Is $e^{\int \frac {1}{x}dx}$ equal to $x$ or $|x|$?

Simple answer

The correct expression is $|x|$. The antiderivative of $\frac1x$ is $\log |x|$, which can be verified by computing the derivative of $\log |x|$ in the region $x>0$ and $x<0$ separately.

Correct answer

Neither is correct; the correct answer is $C|x|$, for some $C>0$, because you need to remember the constant! $$ e^{\int \frac1x\,dx}=e^{\log|x|+K}=e^K|x|:= C|x|. $$

Super nitpicky correct answer

Actually, integrating $\frac1x$ requires two constants; one in the $x>0$ region, one in the $x<0$ region. You can verify that for any $K_1,K_2$, the following piecewise function is an antiderivative of $1/x$: $$ f(x)=\begin{cases} \log|x|+K_1 & x>0\\ \log|x|+K_2 & x<0 \end{cases} $$ This is the full answer, because every antiderivative does have this form.

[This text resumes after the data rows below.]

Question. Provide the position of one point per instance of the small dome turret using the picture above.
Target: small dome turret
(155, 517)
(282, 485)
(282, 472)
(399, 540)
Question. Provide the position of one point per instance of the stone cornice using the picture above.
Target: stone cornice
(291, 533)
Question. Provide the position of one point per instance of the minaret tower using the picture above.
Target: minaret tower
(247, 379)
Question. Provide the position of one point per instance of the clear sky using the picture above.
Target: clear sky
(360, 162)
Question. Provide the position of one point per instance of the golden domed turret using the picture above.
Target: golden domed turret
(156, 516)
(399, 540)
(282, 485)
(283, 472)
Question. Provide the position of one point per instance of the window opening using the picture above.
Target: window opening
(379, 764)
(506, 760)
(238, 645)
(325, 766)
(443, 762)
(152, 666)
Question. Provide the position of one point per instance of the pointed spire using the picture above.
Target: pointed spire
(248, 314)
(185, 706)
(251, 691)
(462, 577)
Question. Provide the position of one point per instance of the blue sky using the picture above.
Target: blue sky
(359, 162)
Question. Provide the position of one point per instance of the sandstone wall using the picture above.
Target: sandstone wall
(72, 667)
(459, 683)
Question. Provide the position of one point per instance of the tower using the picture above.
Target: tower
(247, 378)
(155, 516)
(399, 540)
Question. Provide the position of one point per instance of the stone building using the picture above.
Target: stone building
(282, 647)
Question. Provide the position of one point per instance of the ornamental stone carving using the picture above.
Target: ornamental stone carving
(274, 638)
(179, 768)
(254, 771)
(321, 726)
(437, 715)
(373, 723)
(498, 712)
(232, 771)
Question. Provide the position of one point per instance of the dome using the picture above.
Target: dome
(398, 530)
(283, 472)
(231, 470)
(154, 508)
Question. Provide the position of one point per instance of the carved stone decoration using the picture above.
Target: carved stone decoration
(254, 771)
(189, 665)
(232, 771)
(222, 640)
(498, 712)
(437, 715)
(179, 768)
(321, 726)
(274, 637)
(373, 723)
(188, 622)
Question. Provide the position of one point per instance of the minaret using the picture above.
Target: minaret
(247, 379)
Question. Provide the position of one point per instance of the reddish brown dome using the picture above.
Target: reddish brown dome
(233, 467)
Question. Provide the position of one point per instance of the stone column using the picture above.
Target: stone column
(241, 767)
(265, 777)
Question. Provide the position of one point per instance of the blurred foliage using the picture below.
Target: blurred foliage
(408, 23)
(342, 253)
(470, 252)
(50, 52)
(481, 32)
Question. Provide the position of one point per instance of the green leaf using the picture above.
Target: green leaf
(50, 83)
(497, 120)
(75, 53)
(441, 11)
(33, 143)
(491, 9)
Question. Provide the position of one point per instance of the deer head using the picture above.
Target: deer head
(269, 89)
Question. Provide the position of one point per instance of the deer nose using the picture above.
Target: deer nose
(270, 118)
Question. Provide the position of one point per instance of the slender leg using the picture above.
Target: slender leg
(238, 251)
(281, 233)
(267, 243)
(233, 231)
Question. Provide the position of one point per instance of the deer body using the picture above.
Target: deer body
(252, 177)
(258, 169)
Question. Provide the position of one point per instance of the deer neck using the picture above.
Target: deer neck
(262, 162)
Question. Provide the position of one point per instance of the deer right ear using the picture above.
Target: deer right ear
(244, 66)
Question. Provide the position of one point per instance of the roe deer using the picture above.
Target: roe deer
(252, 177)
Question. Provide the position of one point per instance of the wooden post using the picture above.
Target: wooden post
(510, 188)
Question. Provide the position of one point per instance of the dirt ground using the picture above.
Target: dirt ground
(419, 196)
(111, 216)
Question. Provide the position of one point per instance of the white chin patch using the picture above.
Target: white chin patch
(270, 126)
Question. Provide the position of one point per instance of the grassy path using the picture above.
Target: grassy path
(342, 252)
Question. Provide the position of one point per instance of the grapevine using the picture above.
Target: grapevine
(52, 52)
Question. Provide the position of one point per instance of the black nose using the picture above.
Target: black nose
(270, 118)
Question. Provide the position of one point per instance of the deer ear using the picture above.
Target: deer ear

Therefore, $$ e^{\int\frac1x\,dx}=\begin{cases} C_1|x| & x>0\\ C_2|x| & x<0 \end{cases} $$ where $C_1,C_2>0$.

The general antiderivative is as described in the answer by Mike Earnest.

But in the context of ODEs, where you're going to multiply both sides of the equation by the integrating factor, you can just multiply by $x$ instead of $|x|$, since if $x<0$ the only thing that would be different is a factor of $-1$ one both sides, which doesn't make any difference as far as the ODE is concernced. (And for the same reason, you don't gain any generality by multiplying by the most general antiderivative $C_{1,2}|x|$.)